Do not be surprised if fears about sexuality bring up feelings of grief for your child. Your child may go through a period where she grieves not having been born with a “normal” body. The idea of dating can cause a lot of stress for children with DSDs. They may feel like “no one will want to be with me because I’m sexually different.” This feeling may be even stronger if your child knows he or she is gay. You may find your child doesn’t even want to try dating, out of fear of being rejected. In this case, again and again talk with your child about how dating is mostly about the relationship, not body parts. Help him or her think about how to work on good relationships with others. Show him or her, by your example, that love and acceptance go together. Consider finding a therapist who can help your child think about how to approach dating and the issue of maybe talking with boyfriends or girlfriends about his or her DSD. Meeting adults with the same or a similar DSD who are in happy, long-term relationships can be very reassuring.

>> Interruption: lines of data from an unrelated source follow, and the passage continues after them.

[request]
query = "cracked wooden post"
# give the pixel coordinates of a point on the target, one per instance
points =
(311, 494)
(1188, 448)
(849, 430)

In this section, we’ve talked about a lot of the stress and challenges that can come from adolescence. But remember to notice also the special joy that comes from having your child grow up. Now you can talk with him about many interesting things, and participate in more adult-like activities together (like physically challenging sports, watching and talking about the news, doing meaningful volunteer work, perhaps through a support group for other families with DSDs). Show your child you enjoy doing these things with him, and tell him you are proud of him for who he is. Talk about your life histories together, so he knows you have loved watching him mature and grow.